The Combattimento Consort Amsterdam gave a robust concert of Baroque repertoire last weekend in the Amsterdam Concertgebouw. Presenting an ambitious program of concerti grossi by George Frideric Handel and one particularly humorous organ concerto by the little-known English composer John Stanley, this fine ensemble drew a stark contrast to what we usually expect in the Baroque field today.

The Concerti Grossi of Handel are particularly precious works in the Baroque repertoire, serving to showcase the passing of musical material between one, rather small, group of soloists and a full orchestra. The ensemble pulled a little trick on the audience, taking its soloists off the stage at one point and having them play in the hallway, offering the impression of an echo heard in the distance.

The gem of the afternoon was surely the Stanley organ concerto, showcasing the leader of the group, Pieter Dirksen. Superb in his technical abilities and executed with the right amount of wit and grace, Dirksen’s sensitivity and “dusting off” of such a work was much appreciated and well received. An interesting side-note on Mr. Stanley is that he was in fact virtually blind throughout his life due to an accident during childhood. Yet while working in England he was still able to direct oratorios of Handel (making this a clever programming juxtaposition). Facing such a challenge, it’s no wonder that this composer committed nearly everything he learned to memory.

Playing mostly on classical or modern style instruments, the delicacy of the Baroque gestures was often lost on me. It’s a question of taste and ultimately of personal choice, but the use of modern wind and string instruments offers a sound better suited to the music of Mahler than to Handel. I must give them credit where credit is due. In such a hall it is hard to not get trapped by such a large sound. They are, indeed, concerti grossi. But this doesn’t mean that they don’t also have their fair share of delicacy and variation. I believe it to be a misinterpretation of the word “grossi” to play these works with the idea that it must all be aggressive and unevenly dramatic.

There is perhaps the argument that it shouldn’t matter what kind of instruments we play Baroque music on. It’s true after all that modern-day orchestras use virtually the same instruments to play repertoire ranging from Brahms to Debussy, then Schoenberg and back to Bach again. However, this is denying the fact that during the 19th century, and arguably starting in the late 18th century, the construction of musical instruments was changing, makers adapting to the demand for a more streamline, in-tune and equal sonority. Therefore the emergence of keys on wind instruments, where only one was necessary before on flutes and oboes, starts to become common, allowing the adjustment of enharmonic shifts to suit an equally tempered piano.

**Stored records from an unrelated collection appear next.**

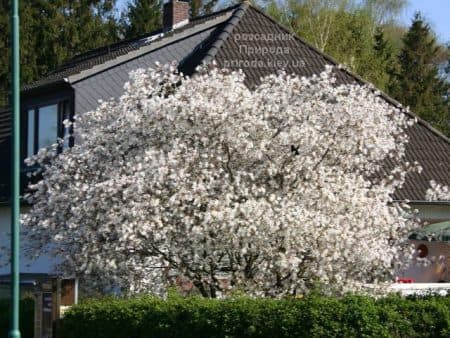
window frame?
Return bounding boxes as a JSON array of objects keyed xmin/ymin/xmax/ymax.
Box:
[{"xmin": 23, "ymin": 95, "xmax": 74, "ymax": 158}]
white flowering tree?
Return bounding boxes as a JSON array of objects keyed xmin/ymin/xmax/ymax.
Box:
[{"xmin": 23, "ymin": 66, "xmax": 422, "ymax": 297}]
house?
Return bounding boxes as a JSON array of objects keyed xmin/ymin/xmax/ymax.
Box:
[{"xmin": 0, "ymin": 0, "xmax": 450, "ymax": 275}]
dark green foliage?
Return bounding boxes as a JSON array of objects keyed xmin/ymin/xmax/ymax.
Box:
[
  {"xmin": 0, "ymin": 298, "xmax": 34, "ymax": 338},
  {"xmin": 190, "ymin": 0, "xmax": 218, "ymax": 18},
  {"xmin": 389, "ymin": 13, "xmax": 450, "ymax": 136},
  {"xmin": 122, "ymin": 0, "xmax": 162, "ymax": 39},
  {"xmin": 0, "ymin": 0, "xmax": 119, "ymax": 107},
  {"xmin": 62, "ymin": 296, "xmax": 450, "ymax": 338}
]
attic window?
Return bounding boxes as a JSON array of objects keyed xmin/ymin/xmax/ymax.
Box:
[{"xmin": 27, "ymin": 101, "xmax": 70, "ymax": 157}]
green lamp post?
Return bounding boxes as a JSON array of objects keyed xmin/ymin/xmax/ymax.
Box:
[{"xmin": 9, "ymin": 0, "xmax": 20, "ymax": 338}]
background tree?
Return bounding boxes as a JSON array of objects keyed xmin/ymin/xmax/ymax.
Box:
[
  {"xmin": 266, "ymin": 0, "xmax": 406, "ymax": 90},
  {"xmin": 0, "ymin": 0, "xmax": 119, "ymax": 105},
  {"xmin": 389, "ymin": 13, "xmax": 450, "ymax": 135},
  {"xmin": 121, "ymin": 0, "xmax": 162, "ymax": 38},
  {"xmin": 190, "ymin": 0, "xmax": 218, "ymax": 18},
  {"xmin": 23, "ymin": 66, "xmax": 422, "ymax": 297}
]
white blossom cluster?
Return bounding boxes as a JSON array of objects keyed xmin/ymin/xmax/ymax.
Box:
[
  {"xmin": 426, "ymin": 181, "xmax": 450, "ymax": 201},
  {"xmin": 23, "ymin": 65, "xmax": 420, "ymax": 297}
]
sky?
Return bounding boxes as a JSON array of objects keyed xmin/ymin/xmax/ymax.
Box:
[
  {"xmin": 399, "ymin": 0, "xmax": 450, "ymax": 43},
  {"xmin": 117, "ymin": 0, "xmax": 450, "ymax": 43}
]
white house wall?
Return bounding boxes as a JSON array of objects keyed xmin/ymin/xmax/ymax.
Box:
[{"xmin": 0, "ymin": 206, "xmax": 56, "ymax": 275}]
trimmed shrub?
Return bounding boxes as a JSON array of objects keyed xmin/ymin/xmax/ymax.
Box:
[
  {"xmin": 61, "ymin": 295, "xmax": 450, "ymax": 338},
  {"xmin": 0, "ymin": 298, "xmax": 34, "ymax": 338}
]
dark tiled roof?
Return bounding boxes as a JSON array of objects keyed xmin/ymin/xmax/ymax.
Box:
[
  {"xmin": 211, "ymin": 5, "xmax": 450, "ymax": 201},
  {"xmin": 0, "ymin": 4, "xmax": 450, "ymax": 201},
  {"xmin": 23, "ymin": 5, "xmax": 238, "ymax": 91}
]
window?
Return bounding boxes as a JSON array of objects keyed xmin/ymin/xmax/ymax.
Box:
[{"xmin": 27, "ymin": 101, "xmax": 71, "ymax": 157}]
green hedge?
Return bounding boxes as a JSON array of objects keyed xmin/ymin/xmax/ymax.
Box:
[
  {"xmin": 61, "ymin": 296, "xmax": 450, "ymax": 338},
  {"xmin": 0, "ymin": 298, "xmax": 34, "ymax": 338}
]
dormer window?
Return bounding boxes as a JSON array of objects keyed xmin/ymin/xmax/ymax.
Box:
[{"xmin": 27, "ymin": 100, "xmax": 71, "ymax": 157}]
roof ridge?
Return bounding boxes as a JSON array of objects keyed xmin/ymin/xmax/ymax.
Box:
[
  {"xmin": 244, "ymin": 2, "xmax": 450, "ymax": 144},
  {"xmin": 52, "ymin": 4, "xmax": 240, "ymax": 75},
  {"xmin": 200, "ymin": 1, "xmax": 253, "ymax": 64}
]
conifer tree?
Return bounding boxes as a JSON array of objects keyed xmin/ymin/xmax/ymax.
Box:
[
  {"xmin": 0, "ymin": 0, "xmax": 119, "ymax": 106},
  {"xmin": 390, "ymin": 13, "xmax": 450, "ymax": 135},
  {"xmin": 122, "ymin": 0, "xmax": 162, "ymax": 38}
]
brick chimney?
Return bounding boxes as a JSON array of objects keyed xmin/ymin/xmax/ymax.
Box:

Handel himself lived from 1685 to 1759, well before the dramatic reconstructions of the instruments of the orchestra. Strings players played with chins off the instrument (yes, that means no rest for the wicked!) and on gut strings, which offer an entirely different sonority than the typical steel used in modern orchestras. Wind players of the time, equipped with perhaps a boxwood flute or oboe with only one key, would never be able to battle 20 modern string players but would still be able to keep a certain blend and character.

In a country like the Netherlands so rich with resources, instruments, musicians and an audience keenly passionate about the discovery and preservation of Baroque performance practice, I find it a shame to witness a concert grossly irreverent of context. At its best it was a fine day of music for the sake of experiencing old repertoire in a new way. However, for this Baroque stickler, I couldn’t help but wonder how things could have been different.